Idiopathic CD4+ lymphocytopenia: natural history and prognostic factors

Abstract

Idiopathic CD4(+) lymphocytopenia (ICL) is a rare non-HIV-related syndrome with unclear natural history and prognosis. This prospective natural history cohort study describes the clinical course, CD4 T lymphocyte kinetics, outcome, and prognostic factors of ICL. Thirty-nine patients (17 men, 22 women) 25 to 85 years old with ICL were evaluated between 1992 and 2006, and 36 were followed for a median of 49.5 months. Cryptococcal and nontuberculous mycobacterial infections were the major presenting opportunistic infections. Seven patients presented with no infection. In 32, CD4 T-cell counts remained less than 300/mm(3) throughout the study period and in 7 normalized after an average of 31 months. Overall, 15 (41.6%) developed an opportunistic infection in follow-up, 5 (13.8%) of which were "AIDS-defining clinical conditions," and 4 (11.1%) developed autoimmune diseases. Seven patients died, 4 from ICL-related opportunistic infections, within 42 months after diagnosis. Immunologic analyses revealed increased activation and turnover in CD4 but not CD8 T lymphocytes. CD8 T lymphocytopenia (< 180/mm(3)) and the degree of CD4 T cell activation (measured by HLA-DR expression) at presentation were associated with adverse outcome (opportunistic infection-related death; P = .003 and .02, respectively).

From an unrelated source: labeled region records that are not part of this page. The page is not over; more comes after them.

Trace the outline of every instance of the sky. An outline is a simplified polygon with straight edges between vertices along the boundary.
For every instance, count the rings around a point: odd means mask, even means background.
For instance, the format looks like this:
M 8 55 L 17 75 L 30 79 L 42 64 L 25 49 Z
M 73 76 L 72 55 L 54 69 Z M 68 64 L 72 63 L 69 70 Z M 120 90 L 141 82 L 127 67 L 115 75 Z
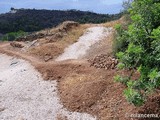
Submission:
M 77 9 L 102 14 L 119 13 L 124 0 L 0 0 L 0 13 L 10 8 L 30 8 L 49 10 Z

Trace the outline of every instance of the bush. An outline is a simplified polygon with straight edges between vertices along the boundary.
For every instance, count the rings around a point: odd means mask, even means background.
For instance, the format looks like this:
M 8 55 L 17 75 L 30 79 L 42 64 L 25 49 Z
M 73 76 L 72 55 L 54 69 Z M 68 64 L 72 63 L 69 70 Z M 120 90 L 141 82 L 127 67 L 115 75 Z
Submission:
M 117 45 L 117 57 L 121 68 L 137 69 L 140 73 L 136 81 L 130 77 L 124 91 L 130 103 L 140 106 L 160 86 L 160 2 L 134 0 L 129 13 L 132 23 L 128 29 L 117 27 L 120 33 L 117 41 L 121 43 Z M 127 43 L 126 48 L 123 48 L 124 43 Z

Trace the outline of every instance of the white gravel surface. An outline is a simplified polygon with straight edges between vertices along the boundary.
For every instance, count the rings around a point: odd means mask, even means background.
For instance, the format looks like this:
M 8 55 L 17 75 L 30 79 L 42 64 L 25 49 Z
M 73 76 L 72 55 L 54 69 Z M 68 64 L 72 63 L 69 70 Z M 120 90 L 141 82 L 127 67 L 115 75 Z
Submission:
M 60 55 L 56 61 L 68 60 L 68 59 L 78 59 L 83 57 L 87 50 L 90 49 L 92 45 L 100 40 L 103 40 L 112 31 L 112 28 L 106 27 L 91 27 L 88 28 L 83 36 L 79 40 L 66 48 L 64 53 Z
M 57 115 L 96 120 L 64 109 L 56 80 L 44 81 L 28 62 L 0 54 L 0 120 L 57 120 Z

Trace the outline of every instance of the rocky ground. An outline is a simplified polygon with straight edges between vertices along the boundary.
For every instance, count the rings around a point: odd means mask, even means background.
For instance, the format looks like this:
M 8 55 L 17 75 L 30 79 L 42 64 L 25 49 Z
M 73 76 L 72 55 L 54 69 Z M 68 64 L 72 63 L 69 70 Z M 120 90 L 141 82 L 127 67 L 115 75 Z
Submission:
M 69 27 L 67 31 L 60 31 L 64 34 L 56 40 L 43 36 L 33 41 L 0 43 L 1 53 L 16 57 L 0 56 L 0 117 L 134 120 L 136 118 L 128 115 L 159 113 L 158 90 L 144 106 L 135 107 L 123 95 L 125 86 L 113 80 L 117 74 L 130 74 L 129 70 L 116 69 L 118 61 L 111 54 L 114 30 L 110 27 L 115 23 L 119 21 Z M 61 27 L 64 26 L 67 25 Z M 48 30 L 39 33 L 48 33 Z M 29 61 L 34 68 L 17 58 Z M 133 79 L 138 77 L 135 72 Z M 31 108 L 26 108 L 27 105 Z

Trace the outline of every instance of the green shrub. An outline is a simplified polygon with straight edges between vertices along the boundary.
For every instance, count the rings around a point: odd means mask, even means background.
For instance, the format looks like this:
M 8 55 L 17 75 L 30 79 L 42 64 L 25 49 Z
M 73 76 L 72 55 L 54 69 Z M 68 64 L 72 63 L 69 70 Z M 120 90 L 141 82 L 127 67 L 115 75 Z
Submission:
M 140 73 L 137 80 L 129 77 L 124 91 L 130 103 L 140 106 L 160 86 L 160 2 L 134 0 L 129 13 L 132 22 L 128 29 L 116 28 L 117 41 L 122 43 L 117 45 L 116 55 L 121 62 L 120 68 L 136 69 Z M 123 48 L 124 43 L 128 43 L 126 48 Z M 119 82 L 124 81 L 122 77 L 118 78 Z

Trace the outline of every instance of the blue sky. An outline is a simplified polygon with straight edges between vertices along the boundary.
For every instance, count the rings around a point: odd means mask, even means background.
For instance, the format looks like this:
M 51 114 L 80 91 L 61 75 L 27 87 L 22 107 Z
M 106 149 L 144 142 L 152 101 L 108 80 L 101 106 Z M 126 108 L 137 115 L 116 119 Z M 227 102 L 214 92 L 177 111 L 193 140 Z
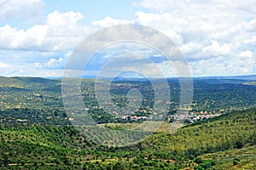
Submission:
M 1 0 L 0 76 L 61 76 L 72 52 L 87 36 L 104 27 L 134 23 L 168 36 L 186 58 L 192 76 L 256 74 L 255 3 Z M 130 50 L 157 61 L 166 76 L 175 76 L 170 63 L 145 47 L 110 49 L 115 53 L 108 49 L 96 55 L 86 74 L 96 74 L 104 65 L 104 56 L 114 59 Z M 131 69 L 135 62 L 136 57 L 126 60 L 125 68 Z M 142 65 L 152 71 L 152 65 Z

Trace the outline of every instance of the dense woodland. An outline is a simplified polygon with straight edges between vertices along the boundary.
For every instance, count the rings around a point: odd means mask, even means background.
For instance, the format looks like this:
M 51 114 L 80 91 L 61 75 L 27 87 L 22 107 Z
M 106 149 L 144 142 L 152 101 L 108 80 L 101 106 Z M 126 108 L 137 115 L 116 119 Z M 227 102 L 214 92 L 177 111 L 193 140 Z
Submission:
M 61 81 L 0 77 L 0 168 L 255 169 L 256 86 L 253 82 L 196 79 L 190 114 L 221 116 L 185 122 L 175 133 L 164 128 L 157 132 L 144 129 L 141 134 L 153 134 L 138 144 L 114 147 L 99 145 L 71 124 L 62 105 Z M 175 79 L 168 82 L 172 116 L 178 107 L 179 85 Z M 127 127 L 145 121 L 124 120 L 104 112 L 95 99 L 93 85 L 93 80 L 86 79 L 81 88 L 84 105 L 99 125 L 96 131 L 103 126 L 119 136 Z M 148 81 L 113 82 L 112 99 L 119 106 L 127 105 L 126 94 L 134 88 L 148 101 L 134 115 L 150 117 L 154 91 Z M 169 120 L 165 123 L 169 125 Z M 108 136 L 101 132 L 98 140 Z

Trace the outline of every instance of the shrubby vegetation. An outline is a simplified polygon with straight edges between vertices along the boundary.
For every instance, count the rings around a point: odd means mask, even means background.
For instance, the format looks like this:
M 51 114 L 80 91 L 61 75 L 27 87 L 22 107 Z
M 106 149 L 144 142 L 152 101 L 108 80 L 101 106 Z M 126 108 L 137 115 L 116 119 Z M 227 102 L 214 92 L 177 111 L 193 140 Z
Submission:
M 173 100 L 169 110 L 172 115 L 178 105 L 179 87 L 176 80 L 170 80 L 169 84 Z M 96 138 L 93 134 L 97 133 L 101 134 L 97 140 L 103 140 L 108 138 L 108 129 L 117 130 L 116 137 L 125 143 L 122 132 L 140 121 L 106 114 L 98 107 L 92 87 L 93 82 L 86 80 L 82 92 L 89 112 L 99 126 L 83 135 L 71 125 L 63 109 L 60 81 L 0 77 L 0 168 L 256 168 L 255 86 L 195 81 L 195 100 L 189 111 L 221 116 L 188 122 L 175 133 L 170 133 L 170 123 L 166 122 L 160 130 L 139 144 L 121 148 L 111 146 L 111 142 L 116 141 L 109 141 L 108 146 L 99 145 L 94 142 L 96 139 L 87 135 Z M 113 100 L 125 106 L 126 93 L 133 88 L 140 88 L 148 101 L 134 115 L 149 116 L 153 91 L 148 82 L 113 82 Z M 106 132 L 101 127 L 108 128 Z M 143 130 L 145 134 L 153 133 L 150 128 Z

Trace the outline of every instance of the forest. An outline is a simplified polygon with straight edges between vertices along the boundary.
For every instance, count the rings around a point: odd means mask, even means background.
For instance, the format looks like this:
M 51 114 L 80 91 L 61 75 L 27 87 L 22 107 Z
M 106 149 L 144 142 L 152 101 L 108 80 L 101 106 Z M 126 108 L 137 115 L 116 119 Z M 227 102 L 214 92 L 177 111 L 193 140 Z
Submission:
M 115 130 L 115 139 L 121 139 L 124 131 L 144 122 L 154 124 L 159 121 L 151 112 L 154 89 L 150 82 L 112 82 L 111 99 L 117 105 L 127 105 L 126 94 L 132 88 L 139 89 L 144 99 L 137 110 L 125 113 L 127 116 L 122 118 L 101 108 L 95 96 L 94 80 L 83 79 L 84 105 L 96 122 L 91 131 L 83 133 L 72 124 L 65 110 L 61 80 L 0 77 L 0 168 L 255 169 L 253 82 L 194 79 L 189 116 L 172 133 L 170 125 L 178 110 L 180 89 L 178 81 L 170 79 L 172 103 L 162 126 L 156 132 L 140 129 L 140 135 L 151 135 L 137 144 L 118 147 L 111 141 L 104 144 L 96 141 L 108 138 L 108 129 Z M 88 138 L 95 133 L 102 135 Z

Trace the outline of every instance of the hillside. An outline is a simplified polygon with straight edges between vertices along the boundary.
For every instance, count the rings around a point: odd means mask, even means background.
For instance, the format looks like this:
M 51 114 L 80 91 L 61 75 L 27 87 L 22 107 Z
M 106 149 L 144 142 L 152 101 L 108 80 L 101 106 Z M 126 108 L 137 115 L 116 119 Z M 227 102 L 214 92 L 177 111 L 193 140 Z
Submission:
M 69 126 L 2 125 L 0 164 L 3 169 L 253 169 L 256 109 L 249 109 L 113 148 L 96 145 Z

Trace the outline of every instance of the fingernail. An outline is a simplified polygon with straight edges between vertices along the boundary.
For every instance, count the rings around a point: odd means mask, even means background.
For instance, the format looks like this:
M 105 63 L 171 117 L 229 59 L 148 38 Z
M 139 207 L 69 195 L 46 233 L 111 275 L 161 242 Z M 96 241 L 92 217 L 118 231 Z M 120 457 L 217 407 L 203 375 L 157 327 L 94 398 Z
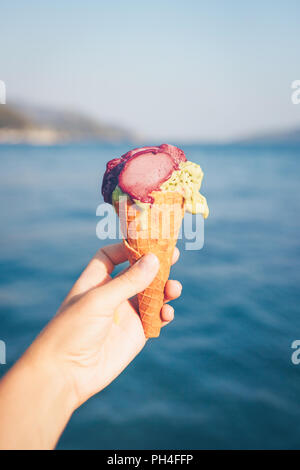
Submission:
M 141 269 L 158 269 L 159 261 L 156 255 L 148 253 L 138 260 L 138 265 Z

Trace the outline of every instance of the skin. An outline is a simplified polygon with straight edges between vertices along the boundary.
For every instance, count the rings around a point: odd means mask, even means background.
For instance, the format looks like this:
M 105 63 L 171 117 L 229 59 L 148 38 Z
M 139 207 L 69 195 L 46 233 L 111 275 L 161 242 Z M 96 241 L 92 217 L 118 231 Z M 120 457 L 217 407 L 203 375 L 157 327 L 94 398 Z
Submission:
M 179 257 L 177 248 L 173 264 Z M 114 279 L 127 260 L 123 244 L 96 253 L 55 317 L 0 382 L 0 449 L 53 449 L 73 412 L 112 382 L 146 344 L 135 295 L 154 279 L 149 254 Z M 161 310 L 181 284 L 169 280 Z M 128 300 L 131 299 L 131 300 Z

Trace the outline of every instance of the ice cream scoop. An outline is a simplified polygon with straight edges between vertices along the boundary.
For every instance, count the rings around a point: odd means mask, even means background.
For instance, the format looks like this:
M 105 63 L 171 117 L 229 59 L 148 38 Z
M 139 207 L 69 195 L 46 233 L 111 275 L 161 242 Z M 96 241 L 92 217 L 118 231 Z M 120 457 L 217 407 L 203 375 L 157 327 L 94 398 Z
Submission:
M 127 195 L 142 205 L 153 203 L 153 191 L 177 191 L 184 197 L 186 211 L 206 218 L 206 199 L 199 193 L 202 178 L 201 167 L 187 161 L 184 152 L 174 145 L 141 147 L 107 163 L 102 194 L 110 204 Z
M 146 253 L 159 259 L 155 279 L 138 294 L 146 338 L 160 334 L 164 288 L 184 212 L 208 216 L 199 193 L 202 178 L 200 166 L 168 144 L 136 148 L 107 163 L 102 194 L 119 215 L 130 264 Z

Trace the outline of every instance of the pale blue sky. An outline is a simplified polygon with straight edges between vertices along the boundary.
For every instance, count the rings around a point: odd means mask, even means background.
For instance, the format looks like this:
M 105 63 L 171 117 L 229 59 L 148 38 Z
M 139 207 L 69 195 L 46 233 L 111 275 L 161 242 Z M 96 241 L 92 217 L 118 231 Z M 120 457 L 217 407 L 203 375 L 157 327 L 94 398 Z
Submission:
M 8 102 L 158 140 L 300 125 L 299 0 L 2 0 L 0 17 Z

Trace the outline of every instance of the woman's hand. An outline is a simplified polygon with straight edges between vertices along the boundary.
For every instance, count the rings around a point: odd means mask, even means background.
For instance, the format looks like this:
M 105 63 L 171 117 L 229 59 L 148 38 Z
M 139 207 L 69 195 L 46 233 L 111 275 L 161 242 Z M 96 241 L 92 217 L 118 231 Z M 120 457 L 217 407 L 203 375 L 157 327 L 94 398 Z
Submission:
M 178 257 L 175 248 L 173 263 Z M 145 345 L 137 301 L 128 299 L 152 282 L 159 262 L 146 255 L 112 279 L 114 267 L 126 260 L 123 243 L 102 248 L 31 347 L 32 354 L 57 365 L 74 391 L 75 407 L 114 380 Z M 168 281 L 165 302 L 180 293 L 181 284 Z M 165 303 L 163 324 L 173 317 L 173 308 Z
M 175 248 L 173 263 L 178 256 Z M 124 261 L 123 244 L 102 248 L 57 315 L 2 379 L 0 449 L 53 448 L 74 410 L 117 377 L 145 345 L 134 296 L 154 279 L 158 259 L 146 255 L 112 279 L 114 267 Z M 179 282 L 168 281 L 165 301 L 180 292 Z M 165 304 L 163 323 L 173 316 Z

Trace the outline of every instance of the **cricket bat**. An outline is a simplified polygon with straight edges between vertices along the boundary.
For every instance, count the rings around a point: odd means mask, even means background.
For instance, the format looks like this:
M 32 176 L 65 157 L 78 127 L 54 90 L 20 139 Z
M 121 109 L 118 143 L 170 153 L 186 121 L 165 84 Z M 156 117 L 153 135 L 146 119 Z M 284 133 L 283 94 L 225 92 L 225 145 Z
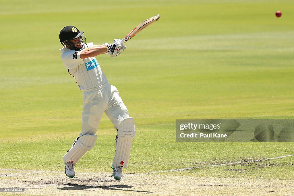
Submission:
M 160 18 L 160 14 L 157 14 L 150 19 L 145 20 L 138 25 L 131 31 L 130 33 L 126 36 L 121 41 L 121 44 L 125 43 L 130 40 L 131 38 L 136 35 L 138 33 L 144 29 L 151 24 L 157 21 Z

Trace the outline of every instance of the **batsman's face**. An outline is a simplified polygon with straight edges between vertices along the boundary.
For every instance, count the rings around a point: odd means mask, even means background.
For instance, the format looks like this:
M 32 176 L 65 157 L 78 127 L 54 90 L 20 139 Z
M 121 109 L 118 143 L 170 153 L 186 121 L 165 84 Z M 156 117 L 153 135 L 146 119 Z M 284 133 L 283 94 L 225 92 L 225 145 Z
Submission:
M 76 39 L 71 40 L 70 41 L 72 43 L 74 44 L 74 46 L 75 47 L 77 48 L 78 48 L 83 46 L 83 44 L 81 41 L 81 38 L 78 37 Z

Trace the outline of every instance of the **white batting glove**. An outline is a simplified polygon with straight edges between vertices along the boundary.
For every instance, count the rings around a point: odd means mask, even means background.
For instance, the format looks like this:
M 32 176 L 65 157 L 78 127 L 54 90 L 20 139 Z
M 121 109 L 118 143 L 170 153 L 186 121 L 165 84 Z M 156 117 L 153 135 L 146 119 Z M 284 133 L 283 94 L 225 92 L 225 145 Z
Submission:
M 103 44 L 101 45 L 101 46 L 107 46 L 107 45 L 109 45 L 109 44 L 108 43 L 103 43 Z M 112 57 L 115 57 L 116 56 L 116 55 L 115 54 L 113 54 L 113 53 L 111 52 L 111 51 L 110 51 L 109 52 L 106 52 L 104 53 L 105 54 L 108 54 L 110 56 Z

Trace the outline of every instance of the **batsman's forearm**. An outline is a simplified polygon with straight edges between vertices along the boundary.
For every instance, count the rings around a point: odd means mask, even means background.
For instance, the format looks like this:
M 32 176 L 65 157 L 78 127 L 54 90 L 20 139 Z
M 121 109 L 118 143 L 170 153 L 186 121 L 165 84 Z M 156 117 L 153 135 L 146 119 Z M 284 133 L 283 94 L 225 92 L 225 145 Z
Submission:
M 84 59 L 86 58 L 93 57 L 107 51 L 107 46 L 95 46 L 82 52 L 81 53 L 81 58 Z

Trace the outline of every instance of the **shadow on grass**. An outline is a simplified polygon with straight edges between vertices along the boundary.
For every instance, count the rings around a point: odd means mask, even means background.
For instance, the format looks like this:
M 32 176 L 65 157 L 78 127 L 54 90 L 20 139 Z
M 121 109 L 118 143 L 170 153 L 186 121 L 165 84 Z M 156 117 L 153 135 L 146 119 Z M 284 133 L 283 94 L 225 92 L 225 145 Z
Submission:
M 87 186 L 86 185 L 80 185 L 76 184 L 68 183 L 64 184 L 64 185 L 71 186 L 58 188 L 57 189 L 59 190 L 122 190 L 133 192 L 154 192 L 150 191 L 144 191 L 135 190 L 128 190 L 123 189 L 123 188 L 132 188 L 132 187 L 128 185 L 114 185 L 111 186 Z M 100 188 L 101 190 L 93 189 Z

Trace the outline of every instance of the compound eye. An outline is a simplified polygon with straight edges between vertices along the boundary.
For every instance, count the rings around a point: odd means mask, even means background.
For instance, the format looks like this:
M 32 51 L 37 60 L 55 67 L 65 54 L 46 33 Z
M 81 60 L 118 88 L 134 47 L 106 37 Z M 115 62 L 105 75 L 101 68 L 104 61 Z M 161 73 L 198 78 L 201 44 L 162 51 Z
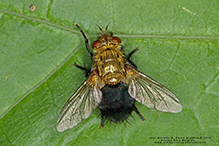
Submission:
M 120 40 L 120 38 L 118 38 L 118 37 L 113 37 L 112 42 L 113 42 L 114 44 L 120 44 L 120 43 L 121 43 L 121 40 Z
M 94 42 L 92 43 L 91 47 L 92 47 L 92 48 L 96 48 L 96 47 L 101 46 L 101 44 L 102 44 L 102 43 L 101 43 L 99 40 L 96 40 L 96 41 L 94 41 Z

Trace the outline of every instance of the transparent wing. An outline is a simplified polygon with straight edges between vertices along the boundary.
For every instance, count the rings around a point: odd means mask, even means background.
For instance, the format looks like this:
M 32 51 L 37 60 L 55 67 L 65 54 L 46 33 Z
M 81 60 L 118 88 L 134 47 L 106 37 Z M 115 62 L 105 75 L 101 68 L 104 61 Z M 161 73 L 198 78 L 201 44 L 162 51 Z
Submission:
M 59 132 L 73 128 L 82 120 L 88 118 L 101 101 L 101 91 L 89 81 L 88 78 L 62 108 L 57 120 Z
M 169 89 L 133 68 L 130 68 L 129 71 L 135 74 L 128 89 L 132 98 L 149 108 L 155 108 L 159 111 L 181 112 L 180 101 Z

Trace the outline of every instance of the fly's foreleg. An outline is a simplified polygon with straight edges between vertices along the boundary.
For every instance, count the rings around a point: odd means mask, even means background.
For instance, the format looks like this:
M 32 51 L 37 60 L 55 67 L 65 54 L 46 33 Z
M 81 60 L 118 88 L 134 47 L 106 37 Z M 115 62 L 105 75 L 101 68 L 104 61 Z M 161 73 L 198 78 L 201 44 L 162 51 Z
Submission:
M 89 73 L 90 73 L 90 69 L 87 69 L 87 68 L 85 68 L 85 67 L 79 66 L 79 65 L 77 65 L 76 63 L 74 63 L 73 66 L 75 66 L 75 67 L 77 67 L 77 68 L 79 68 L 79 69 L 81 69 L 81 70 L 84 70 L 84 71 L 85 71 L 85 77 L 88 78 Z
M 86 35 L 84 34 L 83 30 L 78 26 L 77 23 L 75 23 L 75 26 L 80 30 L 81 34 L 83 35 L 84 40 L 85 40 L 86 49 L 87 49 L 87 51 L 88 51 L 88 54 L 89 54 L 90 57 L 93 59 L 93 53 L 90 51 L 90 47 L 89 47 L 88 39 L 87 39 Z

Trial registration: ClinicalTrials.gov NCT00001319.

Figures

Figure 1

Immunologic investigation of ICL patients. The percentage of HLA-DR+ (A), Ki-67+ (C), and Foxp3+ (D) expression within CD4 T lymphocytes is higher in 21 ICL patients compared with 10 controls. Naive (E) and CD127 + (F) cells are lower in CD4 T lymphocytes of ICL patients compared with controls. There is no difference in HLA-DR+ (A), Ki-67+ (C), and CD127+ (F) expression within the CD8T lymphocyte subset in ICL patients and controls. Naive (E) cells are lower in CD8 T lymphocytes of ICL patients compared with controls. Finally, there is a negative correlation between expression of HLA-DR on CD4 T cells and the CD4 T-cell count in 28 ICL patients (B). Horizontal lines represent median values.

Figure 2

Kaplan-Meier curve for the occurrence of “AIDS-defining clinical conditions” during follow-up. Five “AIDS-defining” opportunistic infections occurred during the follow-up of 36 patients with ICL within the first 24 months of follow-up. Bottom line represents the number of ICL patients still on follow-up at 12-month intervals. Vertical lines represent the time at which patients were censored (end of follow-up or occurrence of an “AIDS-defining clinical condition”). MAC indicates M avium complex; EBVLPD, Epstein-Barr virus lymphoproliferative disease; PCP, P jirovecii pneumonia; PML, progressive multifocal leucoencephalopathy.

Figure 3

Kaplan-Meier curves of patients with low and high CD8 T-cell counts at diagnosis (< 180/mm3 or > 180/mm3, respectively). (A) All-cause survival. (B) Opportunistic infection (AIDS-defining illness)–related survival. The P value for the exact log rank test is also provided. Bottom lines represent the number of ICL patients still in follow-up at 12-month intervals. Vertical lines represent the time at which patients were censored: (A) at end of follow-up and (B) at end of follow-up or non-ICL death. In Figure 1A, one patient with high CD8 T-cell count died of a nonopportunistic infection after 96 months (at 114 months).

Figure 4

CD4 T-cell counts from 39 ICL subjects during follow-up. Individual CD4 trajectories are shown for 5 subjects whose median CD4 T-cell count among those with at least 2 years of follow-up and 4 measurements was the minimum, maximum, or an innerquartile trajectory. The average individual trend fitted from the linear mixed model is also shown (bold solid line). The slope (SD) of the estimated trend is 0.66/mm3 per month (95% confidence interval, −0.20-1.54).